Micelio
STL3292-2019Corte Suprema de Justicia · Sala Tutelas2019

Magistrado ponente: Gerardo Botero Zuluaga

Decreto 2591 de 1991

CORTE SUPREMA DE JUSTICIA Radicación n.° 54798 GERARDO BOTERO ZULUAGA Magistrado ponente STL3292-2019 Radicación n.° 54798 Acta n.° 09 Bogotá, D. C., trece (13) de marzo de dos mil diecinueve del (2019). Procede la Sala a pronunciarse, en primera instancia, respecto de la acción de tutela que mediante apoderado, instauró RAFAEL EMILIO SUÁREZ BUSTAMANTE contra la SALA LABORAL DEL TRIBUNAL SUPERIOR DEL DISTRITO JUDICIAL DE SANTA MARTA, y el JUZGADO CUARTO LABORAL DEL CIRCUITO de esa misma localidad, trámite al cual se vinculó a las partes e intervinientes en el proceso con número único de radicación 47001-31-05-04-2016-00340-00.

I.

ANTECEDENTES Rafael Emilio Suarez Bustamante, mediante apoderado, instauró la presente acción de tutela con el propósito de obtener el amparo de los derechos fundamentales a la igualdad, debido proceso, y seguridad social, presuntamente conculcados por los despachos accionados. En síntesis, de lo afirmado por el promotor de la acción y de las pruebas allegadas, se infiere que a su compañera permanente Marcelina Granados Sánchez, por Resolución n.° 0004812 de 9 de febrero de 1995, el hoy extinto Instituto de Seguros Sociales, reconoció la pensión de vejez en cuantía de un salario mínimo legal vigente, que liquidó sobre 659 semanas, y un salario promedio de $62.590.15, quien falleció el 12 de noviembre de 2010.
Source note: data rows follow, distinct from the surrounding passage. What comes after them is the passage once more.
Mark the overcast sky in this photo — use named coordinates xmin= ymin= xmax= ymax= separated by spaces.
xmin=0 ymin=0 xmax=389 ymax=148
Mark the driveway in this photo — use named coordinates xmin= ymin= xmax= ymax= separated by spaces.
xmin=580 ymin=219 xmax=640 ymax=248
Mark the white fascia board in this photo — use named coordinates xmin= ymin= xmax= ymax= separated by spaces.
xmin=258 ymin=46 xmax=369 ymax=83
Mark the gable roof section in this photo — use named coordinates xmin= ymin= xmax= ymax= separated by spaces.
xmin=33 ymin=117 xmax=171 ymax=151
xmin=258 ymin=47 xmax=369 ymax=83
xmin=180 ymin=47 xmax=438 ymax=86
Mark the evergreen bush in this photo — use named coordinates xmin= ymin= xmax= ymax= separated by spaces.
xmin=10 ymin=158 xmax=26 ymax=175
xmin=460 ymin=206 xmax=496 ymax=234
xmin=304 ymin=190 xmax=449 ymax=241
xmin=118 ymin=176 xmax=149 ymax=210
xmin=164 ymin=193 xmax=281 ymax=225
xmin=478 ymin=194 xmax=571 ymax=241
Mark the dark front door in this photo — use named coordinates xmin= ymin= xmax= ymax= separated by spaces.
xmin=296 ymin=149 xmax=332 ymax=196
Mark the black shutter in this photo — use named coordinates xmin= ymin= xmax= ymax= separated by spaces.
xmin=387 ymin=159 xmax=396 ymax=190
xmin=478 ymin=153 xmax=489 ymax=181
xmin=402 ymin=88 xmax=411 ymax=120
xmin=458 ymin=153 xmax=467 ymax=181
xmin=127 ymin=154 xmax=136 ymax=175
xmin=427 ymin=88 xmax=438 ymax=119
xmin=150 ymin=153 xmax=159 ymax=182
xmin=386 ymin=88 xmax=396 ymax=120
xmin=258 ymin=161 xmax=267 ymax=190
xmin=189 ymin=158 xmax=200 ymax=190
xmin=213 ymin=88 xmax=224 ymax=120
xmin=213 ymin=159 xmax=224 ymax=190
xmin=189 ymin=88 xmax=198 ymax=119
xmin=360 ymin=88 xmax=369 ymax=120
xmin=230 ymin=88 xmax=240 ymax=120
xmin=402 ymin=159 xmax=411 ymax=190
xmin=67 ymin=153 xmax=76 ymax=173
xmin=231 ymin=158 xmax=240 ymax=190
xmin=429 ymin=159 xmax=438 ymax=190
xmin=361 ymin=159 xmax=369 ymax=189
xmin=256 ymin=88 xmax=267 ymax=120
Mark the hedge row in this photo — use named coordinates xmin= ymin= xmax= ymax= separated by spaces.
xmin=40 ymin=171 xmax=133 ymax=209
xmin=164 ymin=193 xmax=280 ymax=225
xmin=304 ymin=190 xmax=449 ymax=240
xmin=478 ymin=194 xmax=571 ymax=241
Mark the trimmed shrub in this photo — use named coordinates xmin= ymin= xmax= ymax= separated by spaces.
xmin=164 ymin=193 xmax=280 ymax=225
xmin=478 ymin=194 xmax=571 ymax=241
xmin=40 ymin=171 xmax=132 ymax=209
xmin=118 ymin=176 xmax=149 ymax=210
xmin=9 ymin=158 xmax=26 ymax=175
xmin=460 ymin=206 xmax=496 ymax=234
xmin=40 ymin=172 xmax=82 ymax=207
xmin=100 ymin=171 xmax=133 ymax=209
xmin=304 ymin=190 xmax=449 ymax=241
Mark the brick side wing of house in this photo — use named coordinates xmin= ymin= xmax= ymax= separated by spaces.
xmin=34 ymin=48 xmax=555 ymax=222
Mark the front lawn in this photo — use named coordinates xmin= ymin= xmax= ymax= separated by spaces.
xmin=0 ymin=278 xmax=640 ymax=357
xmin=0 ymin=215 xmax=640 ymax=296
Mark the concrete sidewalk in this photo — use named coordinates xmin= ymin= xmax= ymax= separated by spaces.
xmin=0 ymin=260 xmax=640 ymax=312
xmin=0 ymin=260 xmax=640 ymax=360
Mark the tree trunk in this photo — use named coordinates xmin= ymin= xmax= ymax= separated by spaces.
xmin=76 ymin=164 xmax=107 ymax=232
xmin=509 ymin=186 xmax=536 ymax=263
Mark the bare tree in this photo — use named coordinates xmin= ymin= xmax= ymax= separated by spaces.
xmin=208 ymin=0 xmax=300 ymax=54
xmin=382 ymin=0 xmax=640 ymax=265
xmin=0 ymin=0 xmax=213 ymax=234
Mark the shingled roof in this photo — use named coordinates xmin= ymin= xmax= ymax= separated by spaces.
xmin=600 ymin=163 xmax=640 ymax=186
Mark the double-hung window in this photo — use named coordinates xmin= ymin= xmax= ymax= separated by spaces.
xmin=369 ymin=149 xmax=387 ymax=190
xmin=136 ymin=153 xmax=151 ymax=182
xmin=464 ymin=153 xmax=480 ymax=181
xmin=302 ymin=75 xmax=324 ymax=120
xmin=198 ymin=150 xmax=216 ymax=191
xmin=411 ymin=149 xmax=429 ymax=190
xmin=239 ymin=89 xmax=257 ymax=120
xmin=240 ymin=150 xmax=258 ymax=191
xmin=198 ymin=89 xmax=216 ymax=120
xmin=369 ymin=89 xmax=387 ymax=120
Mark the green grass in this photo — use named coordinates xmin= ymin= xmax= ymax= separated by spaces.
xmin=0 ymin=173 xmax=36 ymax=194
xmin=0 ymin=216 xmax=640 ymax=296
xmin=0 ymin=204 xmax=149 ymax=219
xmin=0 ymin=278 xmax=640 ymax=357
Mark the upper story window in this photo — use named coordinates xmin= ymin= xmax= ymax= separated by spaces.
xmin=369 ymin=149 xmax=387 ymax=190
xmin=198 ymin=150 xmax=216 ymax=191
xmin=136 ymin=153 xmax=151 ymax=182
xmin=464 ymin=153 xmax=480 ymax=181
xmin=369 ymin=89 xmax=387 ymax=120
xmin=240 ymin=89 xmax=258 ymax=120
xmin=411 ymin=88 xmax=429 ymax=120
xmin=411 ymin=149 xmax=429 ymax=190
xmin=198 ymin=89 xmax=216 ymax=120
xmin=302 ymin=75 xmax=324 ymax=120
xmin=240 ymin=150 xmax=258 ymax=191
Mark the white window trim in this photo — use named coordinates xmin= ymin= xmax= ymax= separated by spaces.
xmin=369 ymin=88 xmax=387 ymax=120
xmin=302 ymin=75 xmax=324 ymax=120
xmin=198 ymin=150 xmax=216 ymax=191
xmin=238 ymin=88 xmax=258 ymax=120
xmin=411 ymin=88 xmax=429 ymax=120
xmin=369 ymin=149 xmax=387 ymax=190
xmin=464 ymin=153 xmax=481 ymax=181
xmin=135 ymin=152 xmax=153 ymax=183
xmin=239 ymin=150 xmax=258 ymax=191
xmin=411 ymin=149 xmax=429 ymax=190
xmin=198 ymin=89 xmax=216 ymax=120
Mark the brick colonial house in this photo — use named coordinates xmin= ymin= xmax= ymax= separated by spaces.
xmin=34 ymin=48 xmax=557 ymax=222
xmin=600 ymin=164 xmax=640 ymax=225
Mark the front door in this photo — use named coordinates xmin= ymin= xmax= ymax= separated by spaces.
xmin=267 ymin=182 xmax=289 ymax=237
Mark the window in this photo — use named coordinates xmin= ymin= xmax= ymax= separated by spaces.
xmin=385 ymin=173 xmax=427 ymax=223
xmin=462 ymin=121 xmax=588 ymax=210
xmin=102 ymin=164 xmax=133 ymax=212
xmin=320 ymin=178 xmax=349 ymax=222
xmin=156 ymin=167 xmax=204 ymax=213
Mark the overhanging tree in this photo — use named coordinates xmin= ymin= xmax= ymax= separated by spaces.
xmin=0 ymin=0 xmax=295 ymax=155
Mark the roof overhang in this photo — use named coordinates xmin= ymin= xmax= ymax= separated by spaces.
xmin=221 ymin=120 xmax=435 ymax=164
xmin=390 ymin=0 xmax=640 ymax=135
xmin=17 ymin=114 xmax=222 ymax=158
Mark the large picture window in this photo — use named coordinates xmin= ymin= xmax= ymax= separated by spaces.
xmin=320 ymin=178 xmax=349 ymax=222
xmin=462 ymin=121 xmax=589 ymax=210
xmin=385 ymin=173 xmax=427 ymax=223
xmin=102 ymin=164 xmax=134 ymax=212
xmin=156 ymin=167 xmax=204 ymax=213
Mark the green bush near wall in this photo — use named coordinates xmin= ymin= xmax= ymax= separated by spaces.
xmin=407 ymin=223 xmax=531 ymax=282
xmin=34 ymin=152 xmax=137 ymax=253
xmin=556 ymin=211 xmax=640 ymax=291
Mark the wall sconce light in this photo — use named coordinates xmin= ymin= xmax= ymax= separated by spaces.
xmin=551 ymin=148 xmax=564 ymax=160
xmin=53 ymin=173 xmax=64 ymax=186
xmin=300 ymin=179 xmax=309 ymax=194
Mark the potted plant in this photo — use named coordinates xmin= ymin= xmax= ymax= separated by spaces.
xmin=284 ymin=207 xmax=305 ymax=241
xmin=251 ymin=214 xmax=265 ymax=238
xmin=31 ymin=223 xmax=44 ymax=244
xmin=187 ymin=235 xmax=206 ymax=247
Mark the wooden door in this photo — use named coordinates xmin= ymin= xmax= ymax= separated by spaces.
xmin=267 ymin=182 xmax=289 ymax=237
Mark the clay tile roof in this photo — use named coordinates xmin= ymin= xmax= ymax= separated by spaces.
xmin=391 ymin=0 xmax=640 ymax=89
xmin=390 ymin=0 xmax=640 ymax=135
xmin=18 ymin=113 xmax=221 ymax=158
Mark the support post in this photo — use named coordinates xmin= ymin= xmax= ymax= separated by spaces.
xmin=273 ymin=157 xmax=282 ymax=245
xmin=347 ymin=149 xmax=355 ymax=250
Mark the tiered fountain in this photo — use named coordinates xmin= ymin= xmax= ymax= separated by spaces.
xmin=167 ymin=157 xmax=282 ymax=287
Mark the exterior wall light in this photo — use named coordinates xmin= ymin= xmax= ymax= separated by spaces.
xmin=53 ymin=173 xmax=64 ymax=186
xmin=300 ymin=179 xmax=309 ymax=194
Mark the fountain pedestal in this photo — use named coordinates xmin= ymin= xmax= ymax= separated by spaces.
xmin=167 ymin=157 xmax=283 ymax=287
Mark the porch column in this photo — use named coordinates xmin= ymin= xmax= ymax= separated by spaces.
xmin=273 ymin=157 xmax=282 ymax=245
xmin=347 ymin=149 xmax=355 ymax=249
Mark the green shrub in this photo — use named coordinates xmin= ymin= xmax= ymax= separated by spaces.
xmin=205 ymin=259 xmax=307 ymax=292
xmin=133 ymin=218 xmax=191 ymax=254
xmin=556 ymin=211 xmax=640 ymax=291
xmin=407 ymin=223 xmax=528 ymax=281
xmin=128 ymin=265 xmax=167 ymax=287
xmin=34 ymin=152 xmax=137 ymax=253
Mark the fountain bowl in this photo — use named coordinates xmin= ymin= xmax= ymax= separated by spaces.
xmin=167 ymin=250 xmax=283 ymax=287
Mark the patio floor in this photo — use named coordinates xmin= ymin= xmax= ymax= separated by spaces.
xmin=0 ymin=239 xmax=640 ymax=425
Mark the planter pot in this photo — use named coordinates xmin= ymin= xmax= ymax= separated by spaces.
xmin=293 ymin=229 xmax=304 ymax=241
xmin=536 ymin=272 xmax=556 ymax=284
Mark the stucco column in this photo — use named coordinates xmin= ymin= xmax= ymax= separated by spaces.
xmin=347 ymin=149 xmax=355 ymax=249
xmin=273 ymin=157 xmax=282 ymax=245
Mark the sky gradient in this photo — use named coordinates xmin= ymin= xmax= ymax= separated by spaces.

Que mediante Resolución n°. 00008461 del 22 de julio de 2011, el ISS le concedió la sustitución pensional al hoy accionante, en su calidad de compañero supérstite de la pensionada, a partir del 15 de noviembre de 2010, y en cuantía de $515.000. Que el 25 de enero de 2012, solicitó al ISS « la indexación de la primera mesada de la pensión de vejez», y el 18 de octubre de 2016, con reclamación radicada con n° 2016- 12270080, solicitó, entre otras peticiones, «Calcular el valor real de la primera mesada de la pensión de vejez del actor en julio de 1992, porque la señora Marcelina Granados Sánchez solicitó la pensión de vejez el 11 de julio de 1994» y «Realizar el pago del retroactivo pensional de todas la mesadas de la pensión de vejez desde que cumplieron todos los requisitos de ley y solicitó del derecho pensional de vejez hasta la fecha de pago de la obligación insoluta».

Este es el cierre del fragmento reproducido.